The Republican intellectual midgets now vying for a chance to run against President Obama have made railing against the Environmental Protection Agency part of their campaign speeches. Romney calls it “a tool to crush private enterprise.” Rick Perry terms it “a cemetery for jobs.” Both men are lying through their teeth. Right now in Virginia and neighboring states, there is proof emerging that EPA regulations can be huge job and business creators.
For people in the Chesapeake Bay watershed, the EPA may be the engine for massive job growth. A report by the Chesapeake Bay Foundation highlights the number of jobs that will flow from achieving new pollution goals set by the EPA for the Bay. Those rules require pollution flowing into the Bay to drop by 25% by 2025 and have already resulted in state and federal investment in stormwater mitigation projects, sewage treatment facility upgrades, power plant smokestack scrubbers, and better management of agricultural runoff and livestock waste.
Construction of stormwater control projects already contracted for in Montgomery County MD will create 3,300 construction and engineering jobs. According to the Economic Policy Institute, similar stormwater projects across the Bay watershed could create 178,000 full-time jobs, 52,000 of them in Virginia.
Republicans can’t admit that 21st century projects in clean energy and pollution mitigation are one of the best sources for future employment and business opportunities because of their ties to entrenched corporate interests that want to maximize their profits by maintaining the status quo.
According to Environmental Business International, the environmental industry today is worth $312 billion annually and employs 1.7 million people, hardly a “cemetery for jobs.” In fact, while regulation will always displace some jobs, the net effect of such regulation is to create far more jobs than are lost.
In the past 13 years, 59 sewage treatment plants have been upgraded, and another 21 plants are under construction, all of the projects producing jobs that pay a good wage.

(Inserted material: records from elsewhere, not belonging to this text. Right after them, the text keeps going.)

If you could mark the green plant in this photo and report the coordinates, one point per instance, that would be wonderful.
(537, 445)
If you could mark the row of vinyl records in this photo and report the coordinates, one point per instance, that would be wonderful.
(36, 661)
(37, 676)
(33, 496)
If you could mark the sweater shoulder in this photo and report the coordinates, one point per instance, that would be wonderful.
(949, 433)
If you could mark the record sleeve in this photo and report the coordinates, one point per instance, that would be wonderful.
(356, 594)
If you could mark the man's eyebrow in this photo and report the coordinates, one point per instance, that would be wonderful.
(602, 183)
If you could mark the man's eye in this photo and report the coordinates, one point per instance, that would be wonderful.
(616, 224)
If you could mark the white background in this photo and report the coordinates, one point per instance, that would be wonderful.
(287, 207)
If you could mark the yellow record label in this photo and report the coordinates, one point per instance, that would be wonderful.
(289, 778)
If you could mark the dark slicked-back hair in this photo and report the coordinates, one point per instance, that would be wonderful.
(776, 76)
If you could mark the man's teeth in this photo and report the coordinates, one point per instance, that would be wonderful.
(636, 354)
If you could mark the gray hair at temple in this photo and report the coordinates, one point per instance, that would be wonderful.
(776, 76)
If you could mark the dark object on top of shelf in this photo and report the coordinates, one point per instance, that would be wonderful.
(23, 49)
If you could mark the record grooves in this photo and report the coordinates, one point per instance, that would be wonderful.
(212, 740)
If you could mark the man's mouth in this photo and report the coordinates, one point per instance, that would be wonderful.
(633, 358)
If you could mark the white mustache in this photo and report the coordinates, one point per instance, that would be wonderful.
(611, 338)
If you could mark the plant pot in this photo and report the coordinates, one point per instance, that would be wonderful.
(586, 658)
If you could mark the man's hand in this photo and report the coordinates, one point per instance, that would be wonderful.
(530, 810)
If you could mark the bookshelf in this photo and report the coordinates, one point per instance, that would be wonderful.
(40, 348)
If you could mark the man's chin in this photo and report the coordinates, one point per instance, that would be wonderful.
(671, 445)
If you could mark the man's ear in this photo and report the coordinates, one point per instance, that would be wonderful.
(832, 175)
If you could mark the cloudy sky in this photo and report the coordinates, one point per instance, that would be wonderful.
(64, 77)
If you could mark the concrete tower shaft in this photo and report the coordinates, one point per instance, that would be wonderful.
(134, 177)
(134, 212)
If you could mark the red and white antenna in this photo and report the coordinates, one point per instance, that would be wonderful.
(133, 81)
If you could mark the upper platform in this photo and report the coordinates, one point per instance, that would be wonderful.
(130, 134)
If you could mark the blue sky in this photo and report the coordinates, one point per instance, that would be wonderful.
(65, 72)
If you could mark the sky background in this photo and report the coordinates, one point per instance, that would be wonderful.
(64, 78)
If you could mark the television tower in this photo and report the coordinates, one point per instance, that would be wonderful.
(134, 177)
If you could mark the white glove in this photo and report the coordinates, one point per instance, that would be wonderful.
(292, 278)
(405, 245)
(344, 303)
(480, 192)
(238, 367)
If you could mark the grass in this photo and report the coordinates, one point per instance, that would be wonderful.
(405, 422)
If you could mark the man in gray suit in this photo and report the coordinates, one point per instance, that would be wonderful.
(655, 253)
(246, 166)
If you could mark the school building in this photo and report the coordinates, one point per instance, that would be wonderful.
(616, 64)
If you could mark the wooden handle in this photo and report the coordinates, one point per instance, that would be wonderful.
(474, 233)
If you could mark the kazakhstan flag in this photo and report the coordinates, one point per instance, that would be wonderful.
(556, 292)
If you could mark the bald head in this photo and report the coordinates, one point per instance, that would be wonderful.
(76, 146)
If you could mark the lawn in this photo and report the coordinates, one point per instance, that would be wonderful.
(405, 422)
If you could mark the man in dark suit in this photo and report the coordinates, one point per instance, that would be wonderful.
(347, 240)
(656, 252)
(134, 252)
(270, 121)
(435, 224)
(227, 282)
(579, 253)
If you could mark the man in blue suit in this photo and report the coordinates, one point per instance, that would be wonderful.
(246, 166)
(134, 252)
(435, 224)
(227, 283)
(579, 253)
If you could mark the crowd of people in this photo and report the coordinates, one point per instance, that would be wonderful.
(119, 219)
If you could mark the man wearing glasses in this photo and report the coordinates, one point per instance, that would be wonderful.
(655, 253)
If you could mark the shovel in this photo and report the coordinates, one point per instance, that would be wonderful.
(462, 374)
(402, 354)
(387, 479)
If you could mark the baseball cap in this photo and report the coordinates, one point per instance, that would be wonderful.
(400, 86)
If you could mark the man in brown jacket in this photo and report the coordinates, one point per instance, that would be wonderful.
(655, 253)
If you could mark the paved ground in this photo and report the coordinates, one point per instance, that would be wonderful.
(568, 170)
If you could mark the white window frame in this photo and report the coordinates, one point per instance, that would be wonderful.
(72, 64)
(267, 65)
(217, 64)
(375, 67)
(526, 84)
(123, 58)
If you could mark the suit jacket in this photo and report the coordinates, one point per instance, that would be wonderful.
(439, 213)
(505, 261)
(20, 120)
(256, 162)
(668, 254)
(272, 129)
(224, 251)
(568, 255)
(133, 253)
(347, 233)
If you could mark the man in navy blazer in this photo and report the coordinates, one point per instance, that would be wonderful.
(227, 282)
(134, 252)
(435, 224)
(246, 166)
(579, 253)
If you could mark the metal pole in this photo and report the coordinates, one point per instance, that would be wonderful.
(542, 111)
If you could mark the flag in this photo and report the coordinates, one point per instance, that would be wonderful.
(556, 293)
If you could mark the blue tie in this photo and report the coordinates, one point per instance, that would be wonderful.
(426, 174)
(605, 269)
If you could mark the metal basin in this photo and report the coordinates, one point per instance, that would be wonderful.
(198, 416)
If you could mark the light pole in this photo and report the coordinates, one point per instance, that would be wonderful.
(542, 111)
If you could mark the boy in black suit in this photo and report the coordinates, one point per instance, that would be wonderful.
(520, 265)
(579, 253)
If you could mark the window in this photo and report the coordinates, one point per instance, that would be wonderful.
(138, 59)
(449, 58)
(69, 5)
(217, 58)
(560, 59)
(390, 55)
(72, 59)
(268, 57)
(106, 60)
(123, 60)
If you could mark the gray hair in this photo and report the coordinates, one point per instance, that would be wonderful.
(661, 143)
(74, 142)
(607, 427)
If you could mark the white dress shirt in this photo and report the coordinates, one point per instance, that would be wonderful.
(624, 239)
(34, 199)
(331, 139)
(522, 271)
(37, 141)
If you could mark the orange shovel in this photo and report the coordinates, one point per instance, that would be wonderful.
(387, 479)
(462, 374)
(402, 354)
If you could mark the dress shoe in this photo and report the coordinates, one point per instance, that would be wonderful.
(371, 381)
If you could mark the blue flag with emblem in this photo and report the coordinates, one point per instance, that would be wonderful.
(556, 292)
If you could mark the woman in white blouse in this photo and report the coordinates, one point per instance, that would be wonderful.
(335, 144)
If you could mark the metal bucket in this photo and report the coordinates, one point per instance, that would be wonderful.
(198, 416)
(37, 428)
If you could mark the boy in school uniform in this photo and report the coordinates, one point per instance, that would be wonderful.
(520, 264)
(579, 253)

According to a report by the Clean Water Council, every $1 billion invested in water and wastewater projects creates 20,000 construction jobs. At a time when the construction industry still has not recovered from the Great Recession, such pollution mitigation projects are exactly what the economy needs.
Of course, none of this information about jobs flowing from environmental regulation will appear in the mainstream media. Corporate media, like far too many politicians, get their marching orders from the business elite that values only immediate profits and a return on capital that discounts all social costs for the activity. This issue, like so many others, is left to us to get the word out.